Por: Maximiliano Catalisano
En cada aula, más allá de los contenidos, habitan emociones. La alegría del descubrimiento, la frustración ante el error, la ansiedad por una evaluación, el entusiasmo de un proyecto compartido. Todo eso convive con el aprendizaje, aunque a veces se lo deje en un segundo plano. Integrar el desarrollo socioemocional al día a día escolar es reconocer que no se puede aprender si no se está bien, si no se siente que uno pertenece, si no se logra conectar con lo que se vive.
La educación emocional no se trata de sumar una materia más, sino de construir espacios donde se validen las emociones, se nombren y se comprendan. Desde una rutina de bienvenida hasta una charla después de una discusión, desde un momento de silencio al final de la clase hasta un ejercicio de respiración antes de rendir, cada gesto suma. Estos momentos generan un clima de confianza que permite aprender con más profundidad y con menos miedo.
En este sentido, los docentes no son solo quienes enseñan contenidos: también son quienes contienen, orientan, escuchan y muchas veces acompañan situaciones personales complejas. Para poder hacerlo, también necesitan espacios de formación y reflexión sobre sus propias emociones y cómo estas influyen en su vínculo con el grupo. El autocuidado y la conciencia emocional del docente son puntos de partida para una intervención genuina y sostenida.

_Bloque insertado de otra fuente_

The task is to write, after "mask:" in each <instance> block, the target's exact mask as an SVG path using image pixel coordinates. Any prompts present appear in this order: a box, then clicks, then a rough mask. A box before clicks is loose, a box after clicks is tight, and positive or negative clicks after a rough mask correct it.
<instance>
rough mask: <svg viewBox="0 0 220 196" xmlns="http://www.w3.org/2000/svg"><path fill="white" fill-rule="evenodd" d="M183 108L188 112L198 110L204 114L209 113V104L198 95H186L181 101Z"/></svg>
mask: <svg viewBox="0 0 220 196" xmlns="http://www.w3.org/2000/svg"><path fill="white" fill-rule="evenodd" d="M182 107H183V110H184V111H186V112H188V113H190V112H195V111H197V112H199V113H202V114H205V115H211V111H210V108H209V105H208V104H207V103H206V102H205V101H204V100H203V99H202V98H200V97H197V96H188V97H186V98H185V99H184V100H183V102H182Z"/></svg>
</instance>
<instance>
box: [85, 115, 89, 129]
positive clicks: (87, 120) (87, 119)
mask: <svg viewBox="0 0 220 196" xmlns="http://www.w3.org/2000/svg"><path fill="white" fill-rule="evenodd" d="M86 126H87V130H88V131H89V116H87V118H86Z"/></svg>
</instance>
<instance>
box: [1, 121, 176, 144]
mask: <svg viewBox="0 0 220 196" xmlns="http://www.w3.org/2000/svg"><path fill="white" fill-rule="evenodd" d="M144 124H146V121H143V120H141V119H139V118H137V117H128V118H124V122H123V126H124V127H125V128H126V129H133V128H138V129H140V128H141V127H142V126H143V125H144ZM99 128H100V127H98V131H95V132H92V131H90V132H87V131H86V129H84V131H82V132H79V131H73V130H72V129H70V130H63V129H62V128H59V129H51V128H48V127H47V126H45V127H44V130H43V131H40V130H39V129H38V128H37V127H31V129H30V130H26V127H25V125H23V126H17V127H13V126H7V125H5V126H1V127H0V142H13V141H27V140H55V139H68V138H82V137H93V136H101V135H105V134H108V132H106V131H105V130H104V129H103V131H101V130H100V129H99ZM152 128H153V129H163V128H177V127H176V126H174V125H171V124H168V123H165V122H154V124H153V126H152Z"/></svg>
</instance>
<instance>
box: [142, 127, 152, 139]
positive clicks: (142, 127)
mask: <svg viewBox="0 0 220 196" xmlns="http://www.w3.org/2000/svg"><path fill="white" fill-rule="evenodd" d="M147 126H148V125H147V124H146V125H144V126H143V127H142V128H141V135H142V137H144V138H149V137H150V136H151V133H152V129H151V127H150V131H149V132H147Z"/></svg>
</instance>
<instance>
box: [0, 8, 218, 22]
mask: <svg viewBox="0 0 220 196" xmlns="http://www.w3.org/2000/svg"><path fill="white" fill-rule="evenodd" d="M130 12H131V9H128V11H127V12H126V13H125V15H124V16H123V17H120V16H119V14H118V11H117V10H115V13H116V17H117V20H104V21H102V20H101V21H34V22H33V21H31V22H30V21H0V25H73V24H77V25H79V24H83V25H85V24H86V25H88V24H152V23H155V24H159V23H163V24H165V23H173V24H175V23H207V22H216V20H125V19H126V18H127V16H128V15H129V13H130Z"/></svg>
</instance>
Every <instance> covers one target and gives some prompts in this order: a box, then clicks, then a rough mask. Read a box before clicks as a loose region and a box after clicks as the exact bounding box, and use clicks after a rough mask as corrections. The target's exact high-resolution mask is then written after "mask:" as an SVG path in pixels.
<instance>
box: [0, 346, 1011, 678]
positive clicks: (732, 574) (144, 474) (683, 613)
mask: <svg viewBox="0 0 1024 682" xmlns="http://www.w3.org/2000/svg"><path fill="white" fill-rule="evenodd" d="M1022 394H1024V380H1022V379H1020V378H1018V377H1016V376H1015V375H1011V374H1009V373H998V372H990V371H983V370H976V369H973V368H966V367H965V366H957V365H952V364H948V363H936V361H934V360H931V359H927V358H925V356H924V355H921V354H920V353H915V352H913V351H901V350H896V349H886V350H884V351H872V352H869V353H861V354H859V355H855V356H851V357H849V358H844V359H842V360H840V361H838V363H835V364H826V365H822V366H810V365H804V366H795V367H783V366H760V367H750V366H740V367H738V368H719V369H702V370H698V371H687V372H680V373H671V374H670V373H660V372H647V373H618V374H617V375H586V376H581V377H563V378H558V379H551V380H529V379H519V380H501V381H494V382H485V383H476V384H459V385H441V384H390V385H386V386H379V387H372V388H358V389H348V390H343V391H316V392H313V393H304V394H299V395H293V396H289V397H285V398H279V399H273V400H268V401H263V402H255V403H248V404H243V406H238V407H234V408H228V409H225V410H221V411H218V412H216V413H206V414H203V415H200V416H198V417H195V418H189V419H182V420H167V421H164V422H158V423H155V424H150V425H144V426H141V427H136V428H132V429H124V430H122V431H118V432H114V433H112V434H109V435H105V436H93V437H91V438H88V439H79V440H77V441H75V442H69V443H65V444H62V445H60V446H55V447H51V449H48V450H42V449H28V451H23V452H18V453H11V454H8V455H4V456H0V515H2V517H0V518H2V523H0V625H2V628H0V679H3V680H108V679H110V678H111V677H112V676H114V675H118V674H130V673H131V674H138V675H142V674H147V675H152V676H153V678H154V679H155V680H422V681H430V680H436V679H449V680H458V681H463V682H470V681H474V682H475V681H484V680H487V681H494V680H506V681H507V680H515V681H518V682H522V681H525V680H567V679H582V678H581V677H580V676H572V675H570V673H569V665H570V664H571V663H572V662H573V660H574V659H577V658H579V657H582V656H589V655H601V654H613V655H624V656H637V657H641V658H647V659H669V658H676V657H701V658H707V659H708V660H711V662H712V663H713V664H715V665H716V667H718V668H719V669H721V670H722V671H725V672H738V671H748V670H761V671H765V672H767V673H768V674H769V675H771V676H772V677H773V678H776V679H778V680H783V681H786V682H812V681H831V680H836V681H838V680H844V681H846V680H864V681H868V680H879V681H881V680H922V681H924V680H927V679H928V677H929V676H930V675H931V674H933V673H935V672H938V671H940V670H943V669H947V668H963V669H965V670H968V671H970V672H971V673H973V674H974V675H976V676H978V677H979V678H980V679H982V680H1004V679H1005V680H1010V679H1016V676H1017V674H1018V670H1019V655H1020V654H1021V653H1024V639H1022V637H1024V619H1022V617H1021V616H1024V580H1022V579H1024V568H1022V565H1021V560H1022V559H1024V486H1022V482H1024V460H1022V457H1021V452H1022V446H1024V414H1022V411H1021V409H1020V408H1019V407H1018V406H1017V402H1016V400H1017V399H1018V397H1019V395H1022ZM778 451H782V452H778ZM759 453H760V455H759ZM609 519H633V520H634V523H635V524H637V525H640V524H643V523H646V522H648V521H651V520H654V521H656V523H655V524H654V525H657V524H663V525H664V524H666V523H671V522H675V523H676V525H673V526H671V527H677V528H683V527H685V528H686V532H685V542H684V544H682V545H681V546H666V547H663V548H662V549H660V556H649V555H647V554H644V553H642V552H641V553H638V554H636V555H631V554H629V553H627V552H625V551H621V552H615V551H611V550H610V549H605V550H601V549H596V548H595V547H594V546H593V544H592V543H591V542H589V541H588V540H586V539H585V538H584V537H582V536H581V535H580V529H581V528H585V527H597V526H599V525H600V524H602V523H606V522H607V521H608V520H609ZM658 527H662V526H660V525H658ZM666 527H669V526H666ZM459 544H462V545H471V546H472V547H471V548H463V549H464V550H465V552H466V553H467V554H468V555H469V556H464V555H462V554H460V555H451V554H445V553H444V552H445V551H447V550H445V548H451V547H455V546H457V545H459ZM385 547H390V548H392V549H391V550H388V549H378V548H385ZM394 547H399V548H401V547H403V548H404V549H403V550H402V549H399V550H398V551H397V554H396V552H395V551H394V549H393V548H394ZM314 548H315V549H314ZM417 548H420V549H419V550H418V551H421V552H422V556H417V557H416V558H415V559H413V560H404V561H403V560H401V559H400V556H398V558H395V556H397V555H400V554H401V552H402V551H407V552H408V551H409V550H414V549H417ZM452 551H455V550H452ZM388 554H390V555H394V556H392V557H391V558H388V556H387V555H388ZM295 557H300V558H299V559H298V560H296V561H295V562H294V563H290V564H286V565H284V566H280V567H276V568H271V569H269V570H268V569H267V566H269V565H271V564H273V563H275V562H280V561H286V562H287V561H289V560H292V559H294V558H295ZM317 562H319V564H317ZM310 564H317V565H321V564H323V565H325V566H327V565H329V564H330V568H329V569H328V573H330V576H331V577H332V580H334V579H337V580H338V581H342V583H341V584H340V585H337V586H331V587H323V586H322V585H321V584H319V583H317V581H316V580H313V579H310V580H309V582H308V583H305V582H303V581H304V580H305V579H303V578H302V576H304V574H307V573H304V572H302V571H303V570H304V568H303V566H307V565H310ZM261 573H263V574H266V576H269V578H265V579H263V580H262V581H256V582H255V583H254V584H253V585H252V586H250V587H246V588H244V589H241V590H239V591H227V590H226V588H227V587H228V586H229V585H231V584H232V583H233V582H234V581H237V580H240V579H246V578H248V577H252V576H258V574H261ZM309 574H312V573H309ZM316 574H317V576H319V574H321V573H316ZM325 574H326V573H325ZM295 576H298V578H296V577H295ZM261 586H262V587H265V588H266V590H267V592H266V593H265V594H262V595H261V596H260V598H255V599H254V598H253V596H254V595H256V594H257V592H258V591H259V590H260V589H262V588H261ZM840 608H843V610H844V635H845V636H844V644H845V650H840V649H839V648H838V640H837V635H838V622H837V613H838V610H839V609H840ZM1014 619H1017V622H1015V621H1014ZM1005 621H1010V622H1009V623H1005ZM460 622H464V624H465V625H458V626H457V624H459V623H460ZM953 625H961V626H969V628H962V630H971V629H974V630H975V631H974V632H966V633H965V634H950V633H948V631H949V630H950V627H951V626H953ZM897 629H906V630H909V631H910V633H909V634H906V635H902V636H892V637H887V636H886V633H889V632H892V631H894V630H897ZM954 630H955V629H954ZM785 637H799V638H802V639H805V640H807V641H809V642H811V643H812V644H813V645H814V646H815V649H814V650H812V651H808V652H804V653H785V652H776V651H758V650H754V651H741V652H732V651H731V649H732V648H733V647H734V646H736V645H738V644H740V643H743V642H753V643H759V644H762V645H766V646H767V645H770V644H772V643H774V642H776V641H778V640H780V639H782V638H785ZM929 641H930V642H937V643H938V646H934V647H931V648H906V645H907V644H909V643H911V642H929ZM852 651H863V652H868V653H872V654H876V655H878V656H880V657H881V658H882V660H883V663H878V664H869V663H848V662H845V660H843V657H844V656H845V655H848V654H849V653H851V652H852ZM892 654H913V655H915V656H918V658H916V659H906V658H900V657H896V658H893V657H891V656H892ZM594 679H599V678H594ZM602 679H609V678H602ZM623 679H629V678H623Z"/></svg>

Cuando la escuela trabaja las emociones de forma transversal, los estudiantes desarrollan herramientas para conocerse mejor, regular su comportamiento, resolver conflictos y construir vínculos más saludables. Aprenden a reconocer lo que sienten sin juzgarse, a poner en palabras lo que les pasa y a encontrar modos de expresarlo sin violencia.
Educar emocionalmente no significa resolver todo, sino acompañar mejor. Es asumir que las emociones están, que tienen peso y que forman parte del proceso de crecer. Y que si logramos darles lugar en la escuela, podemos sembrar una educación más consciente, más cercana, más humana.